Primeira Chamada Grãos 11/06/2026



 

☕ DATAGRO Primeira Chamada – Grãos ☕

11 de Junho de 2026

— < Análises DATAGRO > —

  SOJA

● A primeira posição da soja na CBOT encerrou a quarta-feira (10) em alta de 0,8%, a USc 1.123,00/bushel, em movimento de correção técnica após sequência de quedas nos pregões anteriores. Leve tendência de alta para a abertura nesta quinta.

● No complexo, o farelo valorizou 0,2% e o óleo avançou 0,5%.

● Fatores de pressão: Desvalorização do petróleo no mercado internacional; embarques brasileiros de soja aquecidos; melhora nas condições climáticas dos EUA; valorização do dólar frente as principais moedas globais; firme exportação brasileira, mais de 14 mi de t exportadas em maio; colheita na Argentina recupera atraso e amplia oferta no mercado global.

● Fatores de suporte: A demanda pela oleaginosa norte-americana segue aquecida, o mercado aguarda o próximo relatório do USDA, bons embarques nos EUA; Venda individual de soja.

 MILHO

● O contrato de primeira posição do milho na CBOT encerrou a quarta-feira (10) em baixa de 0,2%, a USc 419,00/bushel, mantendo o viés baixista de médio prazo, com perdas acumuladas de cerca de 11% no último mês. Leve viés para a abertura no pregão de hoje.

● Fatores de pressão: Valorização do dólar frente as principais moedas globais; desvalorização do petróleo no mercado internacional; embarques semanais de milho do Brasil acima do registrado na semana anterior; melhora das condições climáticas na região do Corn Belt; início da colheita do milho safrinha no Brasil.

● Fatores de suporte: Bons embarques semanais norte-americanos; vendas individuais de milho ativas na semana.

Brasil

● No mercado físico brasileiro, a soja operou com viés positivo ao longo das principais regiões produtoras, sustentada pela combinação do bom fluxo exportador, do leve avanço das cotações na CBOT e da melhora do câmbio nos últimos dias. O ambiente refletiu maior disposição dos agentes para negócios, ainda que o ritmo de fechamentos siga seletivo. Nos portos, a referência para Paranaguá (PR) foi indicada a R$ 134,50/60kg, com alta de 0,4% na sessão. Em Santos (SP), os preços mostraram-se em R$ 134,00/60kg, também com avanço de 0,4% no dia, sinalizando sustentação no mercado de exportação.
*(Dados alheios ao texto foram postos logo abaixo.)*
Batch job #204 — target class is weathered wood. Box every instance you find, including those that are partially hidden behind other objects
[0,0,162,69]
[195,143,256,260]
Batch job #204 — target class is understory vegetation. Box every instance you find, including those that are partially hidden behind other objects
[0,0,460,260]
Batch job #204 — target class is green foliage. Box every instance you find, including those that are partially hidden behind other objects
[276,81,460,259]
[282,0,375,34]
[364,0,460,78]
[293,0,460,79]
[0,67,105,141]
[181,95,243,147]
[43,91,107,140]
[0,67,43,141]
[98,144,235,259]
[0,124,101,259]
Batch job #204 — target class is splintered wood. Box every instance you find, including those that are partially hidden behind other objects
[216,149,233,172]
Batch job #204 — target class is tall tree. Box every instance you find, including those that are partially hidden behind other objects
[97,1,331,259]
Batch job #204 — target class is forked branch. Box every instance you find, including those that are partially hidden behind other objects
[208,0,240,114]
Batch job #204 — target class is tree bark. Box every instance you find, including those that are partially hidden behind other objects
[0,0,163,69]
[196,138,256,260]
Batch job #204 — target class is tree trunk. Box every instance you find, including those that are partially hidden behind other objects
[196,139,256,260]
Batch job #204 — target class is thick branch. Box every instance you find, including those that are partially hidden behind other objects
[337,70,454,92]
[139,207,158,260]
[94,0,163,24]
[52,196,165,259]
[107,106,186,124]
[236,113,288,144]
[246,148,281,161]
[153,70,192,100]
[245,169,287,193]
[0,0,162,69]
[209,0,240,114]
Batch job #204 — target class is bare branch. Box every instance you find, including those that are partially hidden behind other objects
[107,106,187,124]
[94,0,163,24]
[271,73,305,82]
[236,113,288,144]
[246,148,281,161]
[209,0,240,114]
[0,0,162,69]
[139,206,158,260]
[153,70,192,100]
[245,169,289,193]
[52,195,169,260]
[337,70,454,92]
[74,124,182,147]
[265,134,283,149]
● No mercado físico brasileiro, a saca de milho em Campinas (SP) foi indicada entre R$ 63,00 e R$ 64,00/60kg CIF diferido, mantendo-se em patamar deprimido. O ambiente segue marcado por parcimônia nas compras e vendas lentas, com o poder de negociação concentrado na ponta compradora. O cenário de amplos estoques de passagem e a proximidade de uma safra bastante volumosa, a segunda maior já registrada no país, seguem limitando movimentos de recuperação nos preços internos.

[B]³

● Na B3, o primeiro contrato de milho encerrou a R$ 65,26/60kg, após queda (-0,9%) no pregão. No contrato Set/26, houve relativa estabilidade no dia.

⏱️ ATENÇÃO HOJE

✔️ Safrinha Brasil: início da colheita de segunda-safra no Mato Grosso e no Paraná. Até 05/Jun tínhamos colheita de 3,3% da área plantada x 2,7% em 2025 x 2,8% da média.

✔️ Clima EUA: o relatório diário do USDA destacou a atuação de uma frente fria com chuvas e tempestades em áreas produtoras, enquanto o clima quente segue beneficiando o crescimento inicial da safra. Na posição até 7 de junho, 58% da área para soja e milho estavam com umidade adequada x 55% da semana anterior.

✔️Demanda por produto dos EUA: embarques semanais foram positivos para soja (398 mil t ) e milho (1,9 mi de t). Com venda nova nesta segunda de 264 mil t de soja para destinos não revelados e 103 mil t de milho para o Japão, com entrega de 40 mil t em 2025/26 e o restante em 2026/27.

✔️O relatório mensal de oferta e demanda do USDA será divulgado nessa quinta-feira (11), juntamente com o relatório de vendas para exportação dos EUA.